19 August 2016
Rates & FX Market Update
ECB Minutes
Hinted Possible Policy Actions in September
Highlights
¨ Global
Markets: Investors continue to digest the relatively dovish FOMC minutes,
with DXY and UST yields declining overnight; UST curve bull steepened, with 2y
yields testing 0.7% once again. Fed’s Dudley did not make any new comments,
instead reinforcing the healthy US labour growth; we stay mild overweight
USTs. In the EU, minutes from the July ECB meeting revealed that policymakers
were prepared to undertake further measures should conditions fail to improve,
with Brexit remaining an unknown tail risk, although the bank is likely to
remain cautious to avoid “fostering undue market expectations” and a repeat
of Dec 2015. Overnight data continues to point towards disinflationary
risks, as headline CPI printed 0.2% y-o-y, in line with consensus; stay
mildly bearish EUR. GBP got a boost yesterday after July retail sales
spiked higher to 5.4% y-o-y (consensus and June: 3.9%), signaling no adverse
impact arising from Brexit, although we previously noted that consumer
confidence has tanked post-referendum; stay mildly bearish GBP.

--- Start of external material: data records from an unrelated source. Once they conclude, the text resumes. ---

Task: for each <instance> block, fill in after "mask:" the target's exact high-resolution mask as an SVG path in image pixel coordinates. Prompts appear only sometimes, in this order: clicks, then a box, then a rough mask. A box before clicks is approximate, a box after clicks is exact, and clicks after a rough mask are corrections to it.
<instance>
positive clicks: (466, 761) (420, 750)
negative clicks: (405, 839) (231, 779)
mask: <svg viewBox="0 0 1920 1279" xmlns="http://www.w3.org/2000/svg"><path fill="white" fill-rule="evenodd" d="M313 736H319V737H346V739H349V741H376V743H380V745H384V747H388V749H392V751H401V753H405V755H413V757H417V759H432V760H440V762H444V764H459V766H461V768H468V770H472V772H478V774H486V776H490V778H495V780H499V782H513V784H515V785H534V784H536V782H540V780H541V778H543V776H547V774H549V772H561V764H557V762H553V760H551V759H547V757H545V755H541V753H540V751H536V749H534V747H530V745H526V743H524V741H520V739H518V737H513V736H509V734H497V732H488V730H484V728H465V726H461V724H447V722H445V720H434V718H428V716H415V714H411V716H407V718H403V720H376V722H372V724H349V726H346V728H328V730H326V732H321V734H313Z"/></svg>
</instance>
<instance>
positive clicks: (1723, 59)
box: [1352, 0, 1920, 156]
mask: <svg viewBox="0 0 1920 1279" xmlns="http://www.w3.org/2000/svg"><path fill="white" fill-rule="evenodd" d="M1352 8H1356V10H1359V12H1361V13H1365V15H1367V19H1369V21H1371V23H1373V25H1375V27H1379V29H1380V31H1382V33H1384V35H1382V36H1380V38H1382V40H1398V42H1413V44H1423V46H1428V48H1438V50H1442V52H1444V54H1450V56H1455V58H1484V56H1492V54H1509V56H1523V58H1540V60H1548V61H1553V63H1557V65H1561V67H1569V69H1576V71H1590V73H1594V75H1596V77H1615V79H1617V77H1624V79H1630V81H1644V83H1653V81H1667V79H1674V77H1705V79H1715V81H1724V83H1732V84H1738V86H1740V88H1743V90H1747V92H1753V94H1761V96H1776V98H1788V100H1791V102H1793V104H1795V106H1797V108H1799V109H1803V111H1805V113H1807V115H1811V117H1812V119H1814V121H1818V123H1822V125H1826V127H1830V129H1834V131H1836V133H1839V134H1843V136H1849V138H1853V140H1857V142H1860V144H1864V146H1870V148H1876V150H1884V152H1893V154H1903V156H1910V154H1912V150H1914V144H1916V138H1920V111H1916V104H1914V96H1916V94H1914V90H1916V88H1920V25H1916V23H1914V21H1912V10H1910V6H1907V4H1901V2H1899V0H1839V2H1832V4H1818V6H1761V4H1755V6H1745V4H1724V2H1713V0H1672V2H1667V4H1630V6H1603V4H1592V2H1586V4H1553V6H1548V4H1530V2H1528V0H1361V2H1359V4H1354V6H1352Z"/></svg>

Elsewhere, AUD got a lift after stronger-than-expected labour data; July
unemployment rate ticked lower to 5.7% (Jun: 5.8%), while Australia added 26.2k
jobs (consensus: 10k); stay neutral AUD.
¨ AxJ
Markets: China property markets cooled marginally in August, adding to
wider concerns that another traditional Chinese growth driver is losing
traction. A CSJ commentary noted that China continues to face increasing
domestic pressures, which could underpin further monetary policy easing,
especially as its Asian peers remain dovish; stay constructive on
short-dated CGBs. In Malaysia, MYR continue to post solid overnight gains
(0.52% against USD) on higher oil prices, while Fitch affirmed Malaysia’s A-
credit rating and stable outlook, citing positive external fundamentals; stay
neutral MGS.
¨ USDIDR
fell 0.21% overnight to 13,120, while the pair has enjoyed relatively low
volatility in recent sessions on strong capital inflows and BI’s efforts to
rebuild its foreign reserves; 1m realised volatility stands at 4.28%, the
lowest since July 2015. We stay neutral towards IDR, with BI likely to
continue cushioning inflows over the near term to keep the currency conducive
after its c.11% gain against the USD since its Sep 2015 highs.